İsrail Polisi İstanbul’da Müslümanlara Saldırdı
İşgalci terör çetesi İsrail’in Gazze’ye karadan saldırmaya başladığı saatlerde, müslümanlar da teröristlerin İstanbul’daki inini kuşatarak Gazze’deki saldırıya cevap vermekle meşguldüler.
Fakat o da ne?
Polis kılıklı birileri Müslümanlara saldırıp, kuşatmayı dağıtmaya çalışıyor.
Kim bunlar?
İsrail polisi demek İstanbul’a kadar gelmiş.
Müslümanlar teröristlerin inine girmeye çalışırken, “inlerine gireceğiz!” diye haykıran adamın verdiği emirle, polis katilleri ve inlerini korumaya çalışıyor, müslümanlara saldırıyor, gaz bombası atıyor ki, katiller ve inleri zarar görmesin.
***
– Terör çetesi katliamlarına devam ediyor!
– Kınıyoruz!
– Bak yine bombaladılar masumları, onlarca sivil, çoluk-çocuk yine şehid oldu.
– Kınıyoruz!
– Bir şey yapmak gerek ama!
– Kınıyoruz!
– Kınamayıp da gerçekten bir ey yapsan; şurada gözümün önünde senin namusuna tecavüz etmeye kalksa, ben de tecavüzcüye “kınıyorum seni!” desem, bir şey yapmış olur muyum?
– Amerika kınamıyor, Avrupa kınamıyor, İslam dünyansın diğer işbirlikçileri kınamıyor ama biz kınıyoruz.
– Bu şartlarda kınamak, katili cesaretlendirmekten başka bir şey değil. Kınamak, laftan anlayana… Kınamak, lanetlemek. Hele şu lanetlemek, “sürmek” demek, uzaklaştırmak demek… Lanetlediğini kendinden uzaklaştırma mânâsına karşıya sürersin, düşmanlaştırırsın yani. Düşmanla da ticaretini her sene bir öncekine göre daha da artırmazsın. O saydığını sözde liderler de hiç değilse sahibi olmadıkları mananın malikli gözükmeye yeltenmeyen apaçık işbirlikçiler, sizse, “kınıyoruz” demekle güya iş yapıyor gözüküp, yine milletin gazını almaya çalışmaktasınız. Cinayet, caninin elini kırmakla, kolunu bağlamakla engellenir. Ötesi, yani elinde imkân varken bunu kullanmak yerine kınamak, lanetlemek iş yapmak değil, iş yapmamak için şaklabanlık yapmaktan ibaret bir soysuzluk.

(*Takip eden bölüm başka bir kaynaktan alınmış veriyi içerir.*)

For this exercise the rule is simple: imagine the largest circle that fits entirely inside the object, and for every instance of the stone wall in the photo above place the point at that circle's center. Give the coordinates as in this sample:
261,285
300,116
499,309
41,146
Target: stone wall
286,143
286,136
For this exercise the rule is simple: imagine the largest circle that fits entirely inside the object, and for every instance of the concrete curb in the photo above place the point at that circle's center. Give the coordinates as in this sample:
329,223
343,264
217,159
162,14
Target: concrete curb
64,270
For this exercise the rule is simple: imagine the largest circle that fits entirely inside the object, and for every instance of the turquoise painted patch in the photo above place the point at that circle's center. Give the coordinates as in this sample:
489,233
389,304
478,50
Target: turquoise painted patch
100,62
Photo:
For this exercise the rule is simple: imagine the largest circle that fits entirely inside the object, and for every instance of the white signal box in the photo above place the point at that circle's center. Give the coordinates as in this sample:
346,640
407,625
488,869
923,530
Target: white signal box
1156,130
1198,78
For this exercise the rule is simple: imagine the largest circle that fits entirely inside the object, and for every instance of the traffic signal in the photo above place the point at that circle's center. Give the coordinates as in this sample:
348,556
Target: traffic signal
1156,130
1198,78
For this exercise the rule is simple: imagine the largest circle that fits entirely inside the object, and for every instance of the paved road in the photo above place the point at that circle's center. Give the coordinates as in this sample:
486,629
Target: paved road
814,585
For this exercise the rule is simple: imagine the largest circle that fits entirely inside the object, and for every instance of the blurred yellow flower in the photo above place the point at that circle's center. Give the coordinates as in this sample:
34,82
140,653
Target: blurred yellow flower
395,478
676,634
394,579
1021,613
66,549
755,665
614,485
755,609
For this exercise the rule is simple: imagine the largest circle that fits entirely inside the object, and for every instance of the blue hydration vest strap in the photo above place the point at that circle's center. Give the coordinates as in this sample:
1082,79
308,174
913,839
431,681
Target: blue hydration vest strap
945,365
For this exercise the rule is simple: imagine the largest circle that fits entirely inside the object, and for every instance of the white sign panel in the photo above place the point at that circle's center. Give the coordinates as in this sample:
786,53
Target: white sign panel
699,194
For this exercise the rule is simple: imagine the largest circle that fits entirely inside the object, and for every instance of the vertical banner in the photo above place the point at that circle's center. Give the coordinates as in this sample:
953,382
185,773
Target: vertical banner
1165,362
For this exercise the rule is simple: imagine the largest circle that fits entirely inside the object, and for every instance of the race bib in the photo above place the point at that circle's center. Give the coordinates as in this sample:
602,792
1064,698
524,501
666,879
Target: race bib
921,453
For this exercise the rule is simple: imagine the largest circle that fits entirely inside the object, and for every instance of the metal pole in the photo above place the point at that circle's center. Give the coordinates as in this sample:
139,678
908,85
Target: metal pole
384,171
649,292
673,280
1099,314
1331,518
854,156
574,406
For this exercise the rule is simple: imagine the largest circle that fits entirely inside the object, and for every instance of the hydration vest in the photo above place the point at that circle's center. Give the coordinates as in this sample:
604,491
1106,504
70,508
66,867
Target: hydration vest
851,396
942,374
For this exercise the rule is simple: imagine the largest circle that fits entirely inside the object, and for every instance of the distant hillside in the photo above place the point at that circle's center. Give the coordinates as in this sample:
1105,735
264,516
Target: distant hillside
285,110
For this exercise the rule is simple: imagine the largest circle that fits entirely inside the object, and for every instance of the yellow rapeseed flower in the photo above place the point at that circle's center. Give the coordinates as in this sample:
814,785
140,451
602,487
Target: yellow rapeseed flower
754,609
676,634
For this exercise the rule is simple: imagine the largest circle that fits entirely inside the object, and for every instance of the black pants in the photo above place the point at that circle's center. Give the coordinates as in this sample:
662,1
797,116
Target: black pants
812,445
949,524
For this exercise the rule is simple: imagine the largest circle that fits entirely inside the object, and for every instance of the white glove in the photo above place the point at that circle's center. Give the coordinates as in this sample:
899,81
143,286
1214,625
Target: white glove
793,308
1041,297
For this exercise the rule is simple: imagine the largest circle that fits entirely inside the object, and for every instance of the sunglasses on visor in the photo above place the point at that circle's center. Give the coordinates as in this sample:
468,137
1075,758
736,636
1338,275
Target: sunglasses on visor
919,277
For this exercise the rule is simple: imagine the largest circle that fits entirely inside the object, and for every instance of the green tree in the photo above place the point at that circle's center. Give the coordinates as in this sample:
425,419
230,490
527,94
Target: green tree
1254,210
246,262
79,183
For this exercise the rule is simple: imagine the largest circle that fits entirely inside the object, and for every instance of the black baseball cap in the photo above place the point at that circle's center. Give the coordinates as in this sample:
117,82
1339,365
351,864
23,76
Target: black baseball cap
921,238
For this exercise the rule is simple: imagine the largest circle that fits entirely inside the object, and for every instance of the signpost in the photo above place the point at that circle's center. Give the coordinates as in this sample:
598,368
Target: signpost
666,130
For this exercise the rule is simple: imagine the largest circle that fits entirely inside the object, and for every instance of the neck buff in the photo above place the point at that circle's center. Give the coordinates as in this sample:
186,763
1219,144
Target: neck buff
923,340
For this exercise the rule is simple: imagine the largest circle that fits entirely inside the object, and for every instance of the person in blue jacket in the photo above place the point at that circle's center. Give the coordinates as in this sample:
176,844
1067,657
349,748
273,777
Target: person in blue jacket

AKP Genel Başkan Yardımcısı Numan Kurtulmuş, A Haber kanalında, “Perşembenin gelişi çarşambadan belliydi!” diyor. Madem bu katliamın yanacağını biliyordunuz, cinayetleri engellemek için niye tedbir almadınız? “Bütün dünyanın sesin yükseltmesi lazım”mış… Coğrafyamız karışıklık içindeymiş, Irak üçe bölünmüşmüş… Sanki Irak’ı ben böldüm; Irak’ın parçalanmasına yol açan Haçlı saldırısında tezkere çıkartmak isteyen, “tezkereye hayır demek, bana hayır demektir!” diyerek Haçlılarla birlikte Müslüman Irak’a saldırmak için ne kadar iştahlı olduğunu gösteren senin Genel Başkanın Erdoğan değil miydi? Ha, sen de o partiye girmeden önce onu eleştiriyordun, partisine girince savunmaya başladın.
Siyasiler yine ekrana çıkıp nutuk atıyor, yine milletin gazını almaya çalışıyor. IHH Bakanı Bülent Yıldırım da siyasete olması gerekenden fazla angaje olmanın baskısı altında, Yahudi çıfıtın inini kuşatan Müslümanlara, Mavi Marmara şehidlerinin orada bulunan ailelerine, katillere ve inlerine zarar verilmemesini telkin edebiliyor.
Süreç herkesin gerçek yüzünü ortaya koymakta, sel gibi akan şehitlerin kanı ile maskeler silinmekte. Hiçbir maske bu kan seylabı karısında dayanamaz.
Müslümanlar haykırıyor: Dişe diş, kana kan intikam intikam! İsrail polisi de müslümanlara saldırıyor.